About the ASIL International Law in Domestic Courts Interest Group

The purpose of the International Law in Domestic Courts Interest Group is to promote informal, face-to-face dialogue among scholars who are interested in issues pertaining to the application of international law and foreign relations law in domestic courts. The Group convenes a meeting once a year, generally in the fall or winter, to provide an opportunity for interested scholars to present works-in-progress and exchange ideas in an informal atmosphere.

To join this Interest Group's discussion forum, see its Group documents, and access other members' only features, login or join ASIL.

Endnotes

[1] Morrison v. Australia Nat’l Bank Ltd., No. 08-1191 (U.S. June 24, 2010), available at http://www.supremecourt.gov/opinions/09pdf/08-1191.pdf.

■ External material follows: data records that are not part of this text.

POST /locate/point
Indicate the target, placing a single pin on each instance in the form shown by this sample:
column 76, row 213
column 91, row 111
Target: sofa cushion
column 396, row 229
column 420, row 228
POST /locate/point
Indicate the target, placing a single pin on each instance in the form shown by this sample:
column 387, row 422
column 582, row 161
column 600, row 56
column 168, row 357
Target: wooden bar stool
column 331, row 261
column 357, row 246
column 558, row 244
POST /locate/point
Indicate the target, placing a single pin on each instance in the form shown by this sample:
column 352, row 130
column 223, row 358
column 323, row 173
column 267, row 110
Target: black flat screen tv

[2] Dodd-Frank Wall Street Reform and Consumer Protection Act, H.R. 4173 (2010), available at  http://financialservices.house.gov/singlepages.aspx?NewsID=3&RBID=775.

[3] 15 U.S.C. § 78j.

[4] 17 C.F.R. § 240.10b-5 (2009).

[5] See Schoenbaum v. Firstbrook, 405 F.2d 200 (2d Cir. 1968); Leasco Data Processing Equip. Corp. v. Maxwell, 468 F.2d 1326 (2d Cir. 1972); Bersch v. Drexel Firestone, Inc., 519 F.2d 974 (2d Cir. 1975); IIT v. Vencap, Ltd., 519 F.2d 1001 (2d Cir. 1975). All of these opinions aside from Schoenbaum were written by Henry Friendly, perhaps the most widely admired court of appeals judge of his generation.

[6] United States v. Aluminum Co. of Am., 148 F.2d 416 (2d Cir. 1945).

[7] EEOC v. Arabian Am. Oil Co., 499 U.S. 244 (1991).

[8] Dodd-Frank Wall Street Reform and Consumer Protection Act, H.R. Rep. 111-517, § 929P(b). Similar language appeared in the House version of the bill, but not in the Senate version.

[9] Id. § 929Y. This provision appeared for the first time in the conference version.

[10] Morrison, No. 08-1191, slip op. at 23.

[11] Brief of the United States as Amicus Curiae, Morrison v. Australia Nat’l Bank Ltd., No. 08-1191, slip op. at 16-17.

[12] Morrison, No. 08-1191, slip op. at 21-22.

[13] F. Hoffman-La Roche Ltd. v. Empagran S.A., 542 U.S. 155, 169 (2004).

[14] 28 U.S.C. § 1350. This statute is the codified version of language included in Section 9 of the Judiciary Act of 1789. Courts and scholars have characterized it variously as the Alien Tort Statute and the Alien Tort Claims Act, but Congress itself never bestowed a name on this hotly contested provision.

[15] 542 U.S. 692 (2004).

[16] See, e.g., Brief of the United States as Amicus Curiae in Support of Petitioners, Am. Motors Isuzu, Inc. v. Ntsebeza, No. 07-919, slip op. at 12-16.

[17] See, e.g., Thomas H. Lee, The Safe-Conduct Theory of the Alien Tort Statute, 106 COLUM L. REV. 830 (2006) (explaining that this theory is, like most things associated with the Alien Tort Statute, controversial).

[18] Conditional Cross-Petition of Talisman Energy, Inc. for a Writ of Certiorari, Talisman Energy, Inc. v. Presbyterian Church of Sudan, No. 09-1418 (U.S. Sept. 27, 2010).